- Dołączył: 2010-12-27
- Miasto:
- Liczba postów: 394
13 stycznia 2012, 20:42
ktos z Waszego otoczenia zdradza meza, zone? Ja posiadam taka wiedze i nie bardzo wiem co z tym fantem zrobic. Mowic, nie mowic, mysle ze chyba lepiej zeby sama wpadla na zdradzie niz donosic... co Wy na to?
- Dołączył: 2009-09-24
- Miasto: Warszawa
- Liczba postów: 3350
13 stycznia 2012, 20:46
Zostaw to lepiej dla siebie..koniec końców to Ty bedziesz tą "złą"
- Dołączył: 2011-11-25
- Miasto:
- Liczba postów: 685
13 stycznia 2012, 20:46
jezeli to bylby mi ktos bliski to bym powiedziala i rowniez tego samego bym oczekiwala lepsze to niz dowiedziec sie jako ostatnia
- Dołączył: 2010-02-26
- Miasto: Arabia Saudyjska
- Liczba postów: 2148
13 stycznia 2012, 20:46
Mi sie wydaje ze lepiej sie wtracac,no chyba ze chodzilo by o kogos bliskiego.
- Dołączył: 2011-12-28
- Miasto:
- Liczba postów: 545
13 stycznia 2012, 20:49
hmm.. trudna sytuacja. zależy kto to by był. Jesli ta osoba pomimo wszystko kohala by swoją żone/męza bylby to jednorazowy wyskok to chyba nie psułabym im związku, ale jesli romans to z pewnoscia bym powiedziala
- Dołączył: 2012-01-01
- Miasto: Rokitki
- Liczba postów: 5624
13 stycznia 2012, 20:50
Hmmm nikogo takie z mojego otoczenia ale jeśli dowiedziałabym się że jakiś mąż mojej przyjaciółki ją zdradza lub na odwrót to bym jej na pewno powiedziała.
- Dołączył: 2010-12-27
- Miasto:
- Liczba postów: 394
13 stycznia 2012, 20:51
szkoda mi tego faceta bo jest na prawde super, najgorsze ze ten romans ma potencjal aby rozbic dwie rodziny!
13 stycznia 2012, 20:58
Nadgorliwość gorsza od faszyzmu - jak mawiała moja mama.

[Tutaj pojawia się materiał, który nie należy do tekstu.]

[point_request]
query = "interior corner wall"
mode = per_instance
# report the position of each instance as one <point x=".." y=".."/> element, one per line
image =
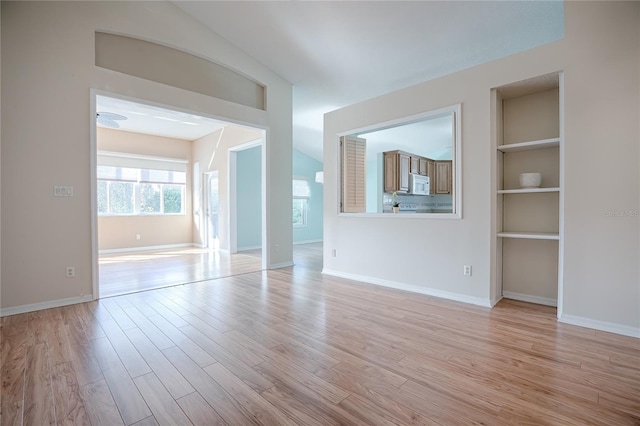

Olałabym to.
- Dołączył: 2011-06-10
- Miasto: Delhi
- Liczba postów: 3730
13 stycznia 2012, 21:02
Ja bym się nie wtrącała. Jej/jego zdrada w końcu wyjdzie na jaw
- Dołączył: 2011-06-20
- Miasto: Rzeszów
- Liczba postów: 4682
13 stycznia 2012, 21:02
Ja bym nie mówiła bo potem wszystko skupi się na Tobie.. A ten co zdradza niech się męczy z wyrzutami sumienia.